Bulan sudah menduduki singgasana matahari. Matahari telah melarikan diri ke barat. Malam yang tenang kembali mewarnai malamku. Aku sedang asyik menikmati malam dengan bertengger di tepi jendela kamarku yang menghadap ke halaman depan. Darisana, aku bisa melihat bintang-bintang dan bulan. Seneng banget bisa dapat kamar yang super nyaman ini. Namun, kenyamananku terganggu akibat alunan musik rock yang berasal dari kamar Radith. Amarahku kembali naik. Dengan gusar aku menutup telingaku dengan bantal.

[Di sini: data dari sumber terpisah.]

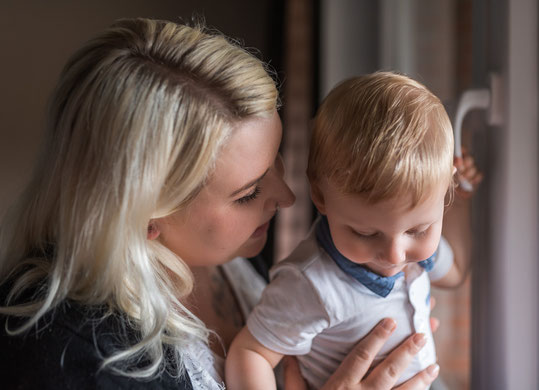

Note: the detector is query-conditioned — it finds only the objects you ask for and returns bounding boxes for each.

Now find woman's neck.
[187,266,245,357]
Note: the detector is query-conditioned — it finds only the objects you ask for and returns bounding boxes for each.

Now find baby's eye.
[235,185,260,204]
[354,230,378,239]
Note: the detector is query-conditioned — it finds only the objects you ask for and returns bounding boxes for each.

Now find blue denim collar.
[316,216,436,297]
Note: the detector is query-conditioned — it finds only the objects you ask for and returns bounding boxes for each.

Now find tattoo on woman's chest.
[211,273,243,327]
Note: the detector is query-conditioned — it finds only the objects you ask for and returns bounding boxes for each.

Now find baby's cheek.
[334,238,374,264]
[417,235,440,260]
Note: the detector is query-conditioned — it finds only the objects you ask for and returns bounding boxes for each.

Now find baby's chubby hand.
[453,147,483,199]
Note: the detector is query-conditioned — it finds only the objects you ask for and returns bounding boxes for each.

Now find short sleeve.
[247,265,330,355]
[429,236,454,282]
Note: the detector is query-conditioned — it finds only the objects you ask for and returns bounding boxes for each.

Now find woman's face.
[155,111,295,266]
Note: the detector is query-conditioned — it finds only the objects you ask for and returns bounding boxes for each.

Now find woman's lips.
[251,221,269,238]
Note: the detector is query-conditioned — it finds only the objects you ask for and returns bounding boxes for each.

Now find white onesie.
[247,218,453,388]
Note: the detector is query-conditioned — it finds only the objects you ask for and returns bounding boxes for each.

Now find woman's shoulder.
[0,301,192,389]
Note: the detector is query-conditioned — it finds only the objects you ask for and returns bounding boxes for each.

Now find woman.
[0,19,437,389]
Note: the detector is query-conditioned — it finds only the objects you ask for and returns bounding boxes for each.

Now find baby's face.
[313,181,447,277]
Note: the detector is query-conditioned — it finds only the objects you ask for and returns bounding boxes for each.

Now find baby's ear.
[311,182,326,215]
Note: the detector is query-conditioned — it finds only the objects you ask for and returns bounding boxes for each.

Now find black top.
[0,295,192,390]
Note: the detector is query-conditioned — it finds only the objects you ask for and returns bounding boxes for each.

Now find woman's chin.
[236,233,268,257]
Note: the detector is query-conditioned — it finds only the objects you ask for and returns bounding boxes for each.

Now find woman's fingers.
[363,333,427,389]
[395,364,440,390]
[323,318,397,390]
[283,356,307,390]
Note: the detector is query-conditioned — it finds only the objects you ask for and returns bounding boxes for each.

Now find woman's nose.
[275,153,296,208]
[277,180,296,208]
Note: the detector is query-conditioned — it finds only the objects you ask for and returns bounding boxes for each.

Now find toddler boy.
[227,72,472,389]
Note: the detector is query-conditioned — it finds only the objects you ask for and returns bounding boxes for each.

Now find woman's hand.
[284,318,439,390]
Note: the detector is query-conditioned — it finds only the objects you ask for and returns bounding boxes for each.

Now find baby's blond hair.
[307,72,453,207]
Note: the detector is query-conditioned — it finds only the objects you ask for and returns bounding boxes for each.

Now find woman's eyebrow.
[230,168,269,197]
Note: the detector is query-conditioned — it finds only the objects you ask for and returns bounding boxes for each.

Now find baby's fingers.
[364,333,427,389]
[396,364,440,390]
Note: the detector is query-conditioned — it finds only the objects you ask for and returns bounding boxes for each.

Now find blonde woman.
[0,19,442,389]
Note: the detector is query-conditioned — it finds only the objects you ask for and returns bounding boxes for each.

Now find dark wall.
[0,0,282,212]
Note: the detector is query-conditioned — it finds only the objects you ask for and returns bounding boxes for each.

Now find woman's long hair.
[0,19,278,378]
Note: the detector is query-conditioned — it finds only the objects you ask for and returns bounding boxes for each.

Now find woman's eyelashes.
[235,185,260,204]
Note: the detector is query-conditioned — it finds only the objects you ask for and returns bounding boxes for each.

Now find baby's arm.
[225,327,283,390]
[432,149,483,287]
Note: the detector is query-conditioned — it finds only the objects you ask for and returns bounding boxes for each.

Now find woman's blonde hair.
[307,72,453,207]
[0,19,278,378]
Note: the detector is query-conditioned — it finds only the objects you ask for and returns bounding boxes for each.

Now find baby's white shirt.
[247,229,453,388]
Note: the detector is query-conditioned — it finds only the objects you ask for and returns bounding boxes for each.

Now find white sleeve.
[247,266,329,355]
[429,236,454,282]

Sial ni anak! Nggak tahu apa kalo misalnya ngebunyiin lagu segitu kenceng bakal kena lempar pake kotorannya ayam ama tetangga! Ahh!! Damn!
Runtukku dalam hati. Aku mengutuk-ngutuk Radith yang berada di kamar sebelah. Tahu kalo Cuma ngutuk-ngutuk tidak akan membuahkan hasil, aku bergegas untuk menghampiri kamar Radith dengan muka yang murka. Dengan keras aku menggedor pintu kamarnya.

Aku menunggu di depan pintu kamarnya. Aku mencoba kembali mengetuk pintu kamarnya. Lagi, pintu tidak dibuka. Dengan kesal aku langsung membuka pintu kamarnya. Ketika melihat kedalam aku langsung berteriak,
“WAAAAAAA!!!!!!!!!”
BAMMM! Pintu kututup dengan keras. Mama yang berada di bawah heran dengan kegaduhan di atas.
“Ten, lagi ngapain kamu diatas?”tanya Mama dari bawah.
“Nggak, Ma!” jawabku bohong. Mana mau aku menceritakan kalo aku tadi melihat Radith tanpa mengenakan baju alias telanjang dada. Untung aja, si Radith udah pake celana boxernya, kalo nggak, mati berdiri deh! Tiba-tiba, Radith membuka pintu dengan cepat, aku menatap ke muka Radith yang sepertinya gusar.
“Ngapain lo masuk-masuk nggak ngetok pintu dulu? Nggak belajar tata krama lo?”ujarnya sengit. Dengan kesal dan alis mengkerut aku membalas,
“Enak aja! Aku udah ketok dua kali tau nggak? Gara-gara musik lenong nyasar lo tuh, makanya lo nggak denger! Ngeganggu orang aja!”balasku tak kalah sengit.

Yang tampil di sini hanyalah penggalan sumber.